Euthanasia, widely known as mercy killing, has been a topic of debate globally. The word ‘euthanasia’ is made by the combination of two Greek words eu (well) and thanatos (death). The terms euthanasia, physician-assisted suicide or terminal sedation are sometimes used inter-changeably to define a condition wherein a lethal injection is given to patients who are extremely ill. This intentional killing is for the beneficence of pain and suffering of the patient. The ethics and legality of euthanasia have been questioned in many countries and only a few have approved it. It is a complex and challenging issue in the field of medical care today. Many technical points have been put forward to legalize euthanasia which are opposed by religious, philosophical and social bodies.
There are diseases whence the patient experiences 1) remitting pain despite heavy doses of narcotics, 2) physical debility and cannot take care of himself/herself and 3) meaningless and purposeless life and waits for death. However, the patient’s autonomy to control his/her own life has been questioned. Decisions on euthanasia affect the 1) patient, 2) family members and peers, 3) physicians and 4) general public (Emanuel 142).

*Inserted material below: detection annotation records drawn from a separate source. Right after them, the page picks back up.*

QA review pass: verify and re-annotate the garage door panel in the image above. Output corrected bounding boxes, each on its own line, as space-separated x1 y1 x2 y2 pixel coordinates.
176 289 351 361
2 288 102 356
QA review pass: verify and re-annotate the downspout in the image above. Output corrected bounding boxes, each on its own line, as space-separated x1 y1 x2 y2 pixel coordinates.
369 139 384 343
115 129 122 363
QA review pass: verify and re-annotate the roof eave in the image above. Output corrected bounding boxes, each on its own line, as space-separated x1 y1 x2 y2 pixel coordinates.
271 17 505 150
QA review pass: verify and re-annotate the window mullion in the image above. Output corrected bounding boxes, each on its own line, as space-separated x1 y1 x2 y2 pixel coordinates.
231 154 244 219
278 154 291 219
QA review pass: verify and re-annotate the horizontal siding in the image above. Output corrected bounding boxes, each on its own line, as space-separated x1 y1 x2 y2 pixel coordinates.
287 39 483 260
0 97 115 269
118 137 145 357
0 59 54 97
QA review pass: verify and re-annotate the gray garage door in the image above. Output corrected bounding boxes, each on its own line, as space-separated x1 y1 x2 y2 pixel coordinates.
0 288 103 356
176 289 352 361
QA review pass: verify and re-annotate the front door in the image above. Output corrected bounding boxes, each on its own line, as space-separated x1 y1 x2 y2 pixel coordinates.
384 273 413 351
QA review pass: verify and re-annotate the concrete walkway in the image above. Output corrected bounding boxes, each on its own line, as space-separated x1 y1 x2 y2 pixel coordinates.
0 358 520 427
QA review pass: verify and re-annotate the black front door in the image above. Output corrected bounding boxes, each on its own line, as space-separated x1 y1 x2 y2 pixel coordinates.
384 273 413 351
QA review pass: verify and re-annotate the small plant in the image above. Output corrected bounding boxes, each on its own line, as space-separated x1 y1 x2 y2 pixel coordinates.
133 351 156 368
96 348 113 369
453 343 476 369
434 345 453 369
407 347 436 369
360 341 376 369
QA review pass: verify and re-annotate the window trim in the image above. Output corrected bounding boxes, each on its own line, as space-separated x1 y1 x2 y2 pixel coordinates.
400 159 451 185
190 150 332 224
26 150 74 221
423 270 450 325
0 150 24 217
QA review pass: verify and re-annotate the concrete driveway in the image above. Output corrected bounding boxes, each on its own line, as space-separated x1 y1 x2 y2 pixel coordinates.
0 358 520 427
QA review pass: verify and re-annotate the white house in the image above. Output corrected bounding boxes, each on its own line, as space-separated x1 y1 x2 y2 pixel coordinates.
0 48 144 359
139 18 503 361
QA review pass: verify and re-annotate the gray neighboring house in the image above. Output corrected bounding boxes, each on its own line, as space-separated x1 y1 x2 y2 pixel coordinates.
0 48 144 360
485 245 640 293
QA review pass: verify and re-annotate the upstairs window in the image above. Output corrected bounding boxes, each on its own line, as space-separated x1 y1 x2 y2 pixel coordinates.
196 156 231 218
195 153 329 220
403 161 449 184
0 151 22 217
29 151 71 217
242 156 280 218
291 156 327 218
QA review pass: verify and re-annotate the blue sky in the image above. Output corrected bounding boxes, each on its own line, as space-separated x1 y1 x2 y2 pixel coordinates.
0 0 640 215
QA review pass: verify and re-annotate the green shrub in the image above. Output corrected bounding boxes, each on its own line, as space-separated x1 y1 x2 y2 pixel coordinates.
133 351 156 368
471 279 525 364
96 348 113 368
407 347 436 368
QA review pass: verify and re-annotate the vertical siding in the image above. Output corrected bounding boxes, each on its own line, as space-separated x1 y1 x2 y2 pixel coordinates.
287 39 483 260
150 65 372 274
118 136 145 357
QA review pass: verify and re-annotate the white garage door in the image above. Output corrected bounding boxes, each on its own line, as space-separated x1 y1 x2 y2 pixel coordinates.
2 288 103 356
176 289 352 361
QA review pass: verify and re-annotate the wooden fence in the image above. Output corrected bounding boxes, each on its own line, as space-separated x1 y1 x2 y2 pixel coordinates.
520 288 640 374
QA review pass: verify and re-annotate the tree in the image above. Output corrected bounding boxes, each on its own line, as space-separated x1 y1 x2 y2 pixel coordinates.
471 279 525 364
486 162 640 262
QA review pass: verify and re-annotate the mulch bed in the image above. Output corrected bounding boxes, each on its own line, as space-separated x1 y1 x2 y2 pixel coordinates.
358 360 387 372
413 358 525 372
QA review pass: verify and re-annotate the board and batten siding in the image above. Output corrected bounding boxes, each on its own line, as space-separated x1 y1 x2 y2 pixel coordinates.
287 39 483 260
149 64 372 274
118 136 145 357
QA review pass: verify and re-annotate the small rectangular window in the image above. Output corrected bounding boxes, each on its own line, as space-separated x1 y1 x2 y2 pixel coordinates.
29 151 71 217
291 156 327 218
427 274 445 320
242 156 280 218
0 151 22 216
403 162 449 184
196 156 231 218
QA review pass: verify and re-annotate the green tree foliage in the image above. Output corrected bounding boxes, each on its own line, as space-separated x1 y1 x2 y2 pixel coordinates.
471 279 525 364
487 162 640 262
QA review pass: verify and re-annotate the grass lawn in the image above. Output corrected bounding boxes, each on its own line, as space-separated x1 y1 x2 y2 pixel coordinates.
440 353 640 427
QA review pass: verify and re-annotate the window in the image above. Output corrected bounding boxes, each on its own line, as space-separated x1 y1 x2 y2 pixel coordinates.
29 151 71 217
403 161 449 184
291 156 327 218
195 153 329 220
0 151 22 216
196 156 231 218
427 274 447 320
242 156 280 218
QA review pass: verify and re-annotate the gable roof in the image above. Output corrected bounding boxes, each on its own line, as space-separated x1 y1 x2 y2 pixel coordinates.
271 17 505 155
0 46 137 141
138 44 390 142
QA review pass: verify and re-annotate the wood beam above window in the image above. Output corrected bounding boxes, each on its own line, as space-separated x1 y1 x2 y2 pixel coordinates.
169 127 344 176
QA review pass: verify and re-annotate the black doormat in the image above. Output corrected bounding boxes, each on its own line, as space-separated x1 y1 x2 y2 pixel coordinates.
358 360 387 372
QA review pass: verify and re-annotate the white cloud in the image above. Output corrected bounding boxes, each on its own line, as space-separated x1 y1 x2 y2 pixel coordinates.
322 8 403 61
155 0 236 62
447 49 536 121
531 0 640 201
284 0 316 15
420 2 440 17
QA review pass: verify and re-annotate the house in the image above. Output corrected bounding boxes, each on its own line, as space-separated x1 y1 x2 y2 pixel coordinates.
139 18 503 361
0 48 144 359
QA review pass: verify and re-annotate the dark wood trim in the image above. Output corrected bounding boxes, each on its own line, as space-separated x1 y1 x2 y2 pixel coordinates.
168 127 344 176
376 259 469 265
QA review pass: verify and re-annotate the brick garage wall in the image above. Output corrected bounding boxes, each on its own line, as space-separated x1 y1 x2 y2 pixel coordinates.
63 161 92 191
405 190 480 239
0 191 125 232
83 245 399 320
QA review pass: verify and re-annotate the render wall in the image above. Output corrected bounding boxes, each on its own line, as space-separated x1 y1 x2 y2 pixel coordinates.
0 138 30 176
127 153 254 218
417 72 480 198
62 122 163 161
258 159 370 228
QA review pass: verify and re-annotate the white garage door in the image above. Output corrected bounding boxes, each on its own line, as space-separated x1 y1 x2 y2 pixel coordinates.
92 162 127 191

In my opinion, it is the level of patient’s motivation that matters and not the level of medical interventions that are used to keep him alive. People like Lance Armstrong, the cyclist and Yuvraj Singh, the cricketer, have survived the deadliest cancers. According to a recent study, the answer and wish of the patient is greatly dependent on how the questions are worded and what kinds of choices are given. We all can very well understand that our answers are very much affected by 1) the question, 2) who is asking the question and 3) how he is asking the question (Emanuel 142). Any terminally ill patient, who is de-motivated and disinterested in life, will ask for euthanasia, however, it is in the best interest of the patient that he should be counseled and given hope for life along with appropriate medical treatment.
An 80 year old cancer patient wished to end his life because he felt debilitated and could not do things as per his interests. The pain levels, however, were under control and he was not experiencing any physical discomfort (Emanuel 142). I feel, if this patient could be counseled properly, his interest in life may arise again. His life may have been made more meaningful if he was made to sing lullabies for infants.
In a survey done in the United States, more than a half of the requests for the lethal injection were made by the family members or spouse (and not by the patient himself). In the same study, 96% of the patients receiving the lethal injection were estimated to have less than a week to live (Meier et al. 1193). I feel withdrawing the life support from a patient who will live for only a week is a gross misconduct ethically and morally. All the religions that exist and that have existed advocate the ‘regard to life and its creatures’.
In the Holy Bible, Christ has said “Love thy neighbor”. I feel each and every entity of the human race is our neighbor. The surroundings in which we are living, that is, the whole universe is our neighbor. When we love anybody, we do not kill that individual, and when we love the whole creation, we cannot kill intentionally nor could we find in our heart to have it done for us by someone else.
Even if we ignore the religious and philosophical part from this debate and take hold of only the science and medicine, we can conclude that alternative treatments are there for terminally ill patients. Palliative care units of hospitals may be utilized to ‘kill the pain and suffering and not the patient’. Secondly, if the voluntary euthanasia is legalized, there is a chance of involuntary euthanasia coming into existence (Materstvedt et al 97). We should never forget that the job of a physician is to give life to the patients and not the death.
In the end, I would like to conclude that life is a precious gift from God and humans do not have the autonomy of decide for the end of life. Euthanasia may be legal in many countries, but no physician can question the healing power of God within. The phrase “die with dignity” must be replaced with “live with longevity”.
Works cited
Emanuel, E. J. “Euthanasia and Physician-Assisted Suicide.” Archives of Internal Medicine 162 (2002): 142-152. Print.
Materstvedt, L. J., Clark, D., Ellershaw, J., Forde, R., Gravgaard, A. B., Muller-Busch, H. C., Sales, J. P., Rapin, C. “Euthanasia and Physician-Assisted Suicide: A view from an EAPC ethics Task Force.” Palliative Medicine 17 (2003): 97-101. Print.
Meier, D. E., Emmons, C., Wallenstein, S., Quill, T., Morrison, R. S., Cassel, C. K. “A National Survey of Physician-Assisted Suicide and Euthanasia in the United States.” The New England Journal of Medicine 338.17 (1998): 1193-1201. Print.